Tape and Tactical Urbanism
One of the reoccurring gags between the tremendous Looney Tunes duo of Wile E. Coyote and Road Runner involves a painted line and the inexplicable collapse between representation and reality. In one shtick, Wile E. Coyote extends the painted lines of the desert highway to a solid canyon wall, where he paints a dark arch implying a tunnel’s passage. Moments later, Road Runner comes speeding along in a blur, presumably soon to crash into an immovable mountainside. But, of course, every attempt to best Road Runner ultimately fails, and when he races up the implied road to the rock wall, astonishingly, the Road Runner disappears into the painted scene. There are other versions of this trope where a real train comes out of a painted tunnel. Or another version, where the representation of a hole – a black circle – is moved from one place to another with the consequences of opening up the “real” ground below. In all cases, the painted line has surprisingly real consequences for the characters.
The amusement of the cartoon gags is set up by the unlikely agency given to the act of representation. The picture of a tunnel creates a passage for a locomotive to come barreling through or to divert the painted lines of the highway alters where traffic will go.
Today, new uses for roads are signified with little more than a painted line. A rattle can of temporary surveyors paint and a stencil of a pedestrian or cyclist are changing who gets to move where. Pop-up cycle lanes have been created with paint or removable tape. In my neighborhood, lines of paint, tape, and side-walk chalk are reorganizing the activities of the city: demarcating the requisite social distancing into the boutique on the first floor, creating a grid for the distancing of a practicing school marching band, and demarcating an orderly, distanced line of school-children.
All of these examples can be considered as a subset of tactical urbanism in the time of coronavirus - low-cost, temporary interventions to the built environment to improve local conditions. These actions with paint, chalk, and tape, highlights at least two aspects of our urban environment. First, though we might take the substance of the city as concrete – literally and figuratively, often immovable and enduring; it can also be flexible, open, and malleable to change. Second, of the ways the city is comprised, it is also through the behaviors of the people that inhabit it; it is a social reality built of behaviors. Change in the city can happen independently of ostensible changes of the city. These interventions of tape and tactical urbanism demonstrate how we can quickly redesign the city and enable it to be a more healthy and resilient environment.

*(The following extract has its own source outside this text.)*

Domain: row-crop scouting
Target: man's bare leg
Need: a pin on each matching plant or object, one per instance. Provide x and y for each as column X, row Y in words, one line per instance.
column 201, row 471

Of note, a foundational guide for Tactical Urbanism, by Mike Lydon & Anthony Garcia, is subtitled “Short-term Action for Long-term Change.” Tactical urbanism is proposed as a strategy, in effect, functioning as the thin edge of a wedge to open up and create further opportunities. Small, temporary changes to the built environment catalyze transformations that become more enduring. Indeed, some of these temporary acts with tape and paint in response to the coronavirus are creating such opportunities for more lasting changes. For example, the U.K. transportation secretary has announced a £2 billion plan that supports transforming pop-up cycling and walking interventions during lockdown into permanent infrastructure and lasting changes. In New York, and Seattle, Paris, Milan, Berlin, and Bogota, there are also plans for temporary changes for pedestrians and cyclists to become permanent post-pandemic. I will be delighted to watch, like in Looney Tunes, the lines painted today having real consequences.
Sources:
Mike Lydon, and Anthony Garcia. Tactical Urbanism. 1st Ed. 2015. ed. Washington, DC: Island Press/Center for Resource Economics, 2015.
Philip Oltermann, “Pop-up bike lanes help with coronavirus physical distancing in Germany,” The Guardian, published April 13, 2020.
Carlton Reid, “U.K. Government Boosts Bicycling And Walking With Ambitious £2 Billion Post-Pandemic Plan,” Forbes, May 9, 2020.